Anyone in the path of the Super Derecho?

Any photos of the damage?


----------



## Apyl (Jun 20, 2012)

Not here we're in a draught. But my daughter is currently at my moms house for the summer and they got hit.

This pic was downtown where they are.










My cousins garage









backview of the garage


----------



## Sundancers (Jun 20, 2012)

We were hit but no pictures.  (taking the new sucky camera back and getting a different one, is on my list) I think where we live in a deep hollow, saved us from most of it. The folks on the ridge top ... wow ... the folks up the road lost a large amount of their older (and huge) white pines. 

We were without power for about 24 hours, my parents in W.Va were hit harder and just got their power back.
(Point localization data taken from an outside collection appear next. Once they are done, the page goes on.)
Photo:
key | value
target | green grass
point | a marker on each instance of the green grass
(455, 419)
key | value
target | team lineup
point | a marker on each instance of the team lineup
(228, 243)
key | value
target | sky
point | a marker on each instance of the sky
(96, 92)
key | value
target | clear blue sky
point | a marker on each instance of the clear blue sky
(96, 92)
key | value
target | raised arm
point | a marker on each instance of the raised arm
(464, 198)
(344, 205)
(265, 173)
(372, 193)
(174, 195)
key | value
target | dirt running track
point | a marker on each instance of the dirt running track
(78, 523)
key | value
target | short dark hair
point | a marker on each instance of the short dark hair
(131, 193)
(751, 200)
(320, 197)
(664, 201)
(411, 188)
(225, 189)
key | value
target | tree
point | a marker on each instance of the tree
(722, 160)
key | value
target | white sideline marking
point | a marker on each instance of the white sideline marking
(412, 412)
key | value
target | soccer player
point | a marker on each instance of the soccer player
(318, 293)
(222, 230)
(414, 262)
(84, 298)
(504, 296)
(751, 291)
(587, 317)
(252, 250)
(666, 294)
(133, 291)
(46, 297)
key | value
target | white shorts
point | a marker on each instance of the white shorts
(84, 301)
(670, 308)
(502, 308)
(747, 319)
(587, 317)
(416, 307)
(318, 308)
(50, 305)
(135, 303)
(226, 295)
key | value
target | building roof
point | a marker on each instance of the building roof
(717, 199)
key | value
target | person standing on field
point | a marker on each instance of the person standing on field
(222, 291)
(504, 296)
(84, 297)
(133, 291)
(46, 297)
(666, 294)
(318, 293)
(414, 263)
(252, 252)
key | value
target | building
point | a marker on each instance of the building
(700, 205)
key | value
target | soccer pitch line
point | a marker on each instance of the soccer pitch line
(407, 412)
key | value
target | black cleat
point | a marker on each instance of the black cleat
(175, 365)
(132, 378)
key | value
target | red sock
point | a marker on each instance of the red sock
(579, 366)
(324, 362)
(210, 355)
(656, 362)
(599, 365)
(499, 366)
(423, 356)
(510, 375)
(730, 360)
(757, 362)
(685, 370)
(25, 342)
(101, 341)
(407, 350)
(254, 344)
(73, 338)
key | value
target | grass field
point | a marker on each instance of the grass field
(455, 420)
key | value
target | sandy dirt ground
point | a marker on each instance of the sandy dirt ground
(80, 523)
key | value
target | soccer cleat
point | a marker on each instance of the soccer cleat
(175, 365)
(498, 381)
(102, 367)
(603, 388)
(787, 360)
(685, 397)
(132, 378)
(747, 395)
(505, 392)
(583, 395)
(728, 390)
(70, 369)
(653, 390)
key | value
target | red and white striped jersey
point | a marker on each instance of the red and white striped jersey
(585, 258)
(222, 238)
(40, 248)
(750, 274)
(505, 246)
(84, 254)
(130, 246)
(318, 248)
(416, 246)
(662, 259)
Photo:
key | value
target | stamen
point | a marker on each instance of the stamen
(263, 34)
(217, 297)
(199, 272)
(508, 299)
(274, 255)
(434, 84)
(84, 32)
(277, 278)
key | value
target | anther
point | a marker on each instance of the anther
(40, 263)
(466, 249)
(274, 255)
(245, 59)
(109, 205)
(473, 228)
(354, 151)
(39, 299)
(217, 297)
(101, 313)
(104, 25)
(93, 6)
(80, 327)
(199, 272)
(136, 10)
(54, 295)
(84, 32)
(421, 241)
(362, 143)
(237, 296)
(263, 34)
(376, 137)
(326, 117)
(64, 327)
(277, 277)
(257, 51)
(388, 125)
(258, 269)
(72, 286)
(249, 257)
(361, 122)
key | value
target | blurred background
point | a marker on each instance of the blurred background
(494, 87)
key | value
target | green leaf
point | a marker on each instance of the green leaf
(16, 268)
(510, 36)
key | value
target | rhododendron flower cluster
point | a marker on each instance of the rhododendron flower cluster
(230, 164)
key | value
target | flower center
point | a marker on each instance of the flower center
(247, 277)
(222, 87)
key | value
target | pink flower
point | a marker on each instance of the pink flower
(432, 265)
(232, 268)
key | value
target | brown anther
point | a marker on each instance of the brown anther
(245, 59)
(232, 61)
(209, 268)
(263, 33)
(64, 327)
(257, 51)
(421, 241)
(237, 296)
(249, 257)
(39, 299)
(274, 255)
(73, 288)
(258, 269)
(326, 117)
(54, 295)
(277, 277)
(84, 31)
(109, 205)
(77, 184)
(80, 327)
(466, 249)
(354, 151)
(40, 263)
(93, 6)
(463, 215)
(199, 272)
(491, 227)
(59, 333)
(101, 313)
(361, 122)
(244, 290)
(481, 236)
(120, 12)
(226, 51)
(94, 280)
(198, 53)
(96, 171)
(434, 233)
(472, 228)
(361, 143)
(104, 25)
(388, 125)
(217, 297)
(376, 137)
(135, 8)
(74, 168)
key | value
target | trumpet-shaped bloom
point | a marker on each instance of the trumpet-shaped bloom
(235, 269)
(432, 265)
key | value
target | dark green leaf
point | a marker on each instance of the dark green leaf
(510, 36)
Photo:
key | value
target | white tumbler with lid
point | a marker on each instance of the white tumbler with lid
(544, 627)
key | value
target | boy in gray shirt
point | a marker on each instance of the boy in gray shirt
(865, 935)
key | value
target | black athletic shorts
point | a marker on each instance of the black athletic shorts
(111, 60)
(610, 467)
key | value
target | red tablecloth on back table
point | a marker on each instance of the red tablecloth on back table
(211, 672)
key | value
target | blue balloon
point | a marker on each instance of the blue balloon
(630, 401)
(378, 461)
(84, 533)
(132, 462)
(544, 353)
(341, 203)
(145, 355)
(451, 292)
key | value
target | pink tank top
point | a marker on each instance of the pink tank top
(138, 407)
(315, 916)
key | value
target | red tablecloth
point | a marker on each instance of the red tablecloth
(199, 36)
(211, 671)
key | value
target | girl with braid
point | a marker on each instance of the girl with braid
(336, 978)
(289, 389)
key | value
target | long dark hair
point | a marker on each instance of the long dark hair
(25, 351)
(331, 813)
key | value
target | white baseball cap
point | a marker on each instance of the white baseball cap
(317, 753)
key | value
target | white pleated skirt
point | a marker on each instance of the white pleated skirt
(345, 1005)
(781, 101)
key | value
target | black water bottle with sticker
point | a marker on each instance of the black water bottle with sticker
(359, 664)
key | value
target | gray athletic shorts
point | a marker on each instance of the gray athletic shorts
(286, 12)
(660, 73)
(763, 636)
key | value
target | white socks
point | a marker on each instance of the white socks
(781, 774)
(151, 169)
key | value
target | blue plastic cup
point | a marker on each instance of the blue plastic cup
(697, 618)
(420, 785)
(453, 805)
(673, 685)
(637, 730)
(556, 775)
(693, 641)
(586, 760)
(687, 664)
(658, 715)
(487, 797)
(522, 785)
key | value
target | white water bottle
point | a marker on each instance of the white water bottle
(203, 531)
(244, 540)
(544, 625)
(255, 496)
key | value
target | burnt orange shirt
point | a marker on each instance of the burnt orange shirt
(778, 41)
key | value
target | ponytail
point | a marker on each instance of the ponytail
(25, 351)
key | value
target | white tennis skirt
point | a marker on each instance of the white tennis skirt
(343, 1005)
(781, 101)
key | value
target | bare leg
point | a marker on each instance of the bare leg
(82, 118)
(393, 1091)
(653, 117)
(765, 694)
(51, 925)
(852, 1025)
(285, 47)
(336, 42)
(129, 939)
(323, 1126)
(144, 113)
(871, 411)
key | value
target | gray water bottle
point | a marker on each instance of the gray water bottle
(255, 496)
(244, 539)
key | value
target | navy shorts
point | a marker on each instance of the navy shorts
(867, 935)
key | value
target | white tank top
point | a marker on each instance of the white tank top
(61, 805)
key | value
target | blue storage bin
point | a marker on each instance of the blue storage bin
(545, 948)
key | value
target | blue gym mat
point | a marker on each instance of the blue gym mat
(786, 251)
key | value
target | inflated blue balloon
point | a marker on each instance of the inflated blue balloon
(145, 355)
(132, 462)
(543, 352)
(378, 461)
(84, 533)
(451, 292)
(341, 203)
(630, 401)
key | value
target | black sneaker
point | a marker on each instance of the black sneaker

To put it in simple terms ... "What a mess!"


----------



## ChickenAdmin (Jun 4, 2012)

Today I learned what a Derecho is.

http://en.wikipedia.org/wiki/Derecho


----------



## rob (Jun 20, 2012)

ive never heard of this before, ya learn something new every day.


----------



## havasu (Jun 21, 2012)

That name is about as dumb as I can think of....just behind a "Haboob!"


----------



## jn4 (Jun 21, 2012)

some rain but mostly high winds....lost power for a day and a half...TG for my generator....kept the fridge and freezers going!........would have hated to have lost all my hard work from my garden.


----------



## ChickenAdmin (Jun 4, 2012)

Well I lost power for a little over six hours last night. That was terrible. I had to just stare at a dead computer screen and imagine the internet.


----------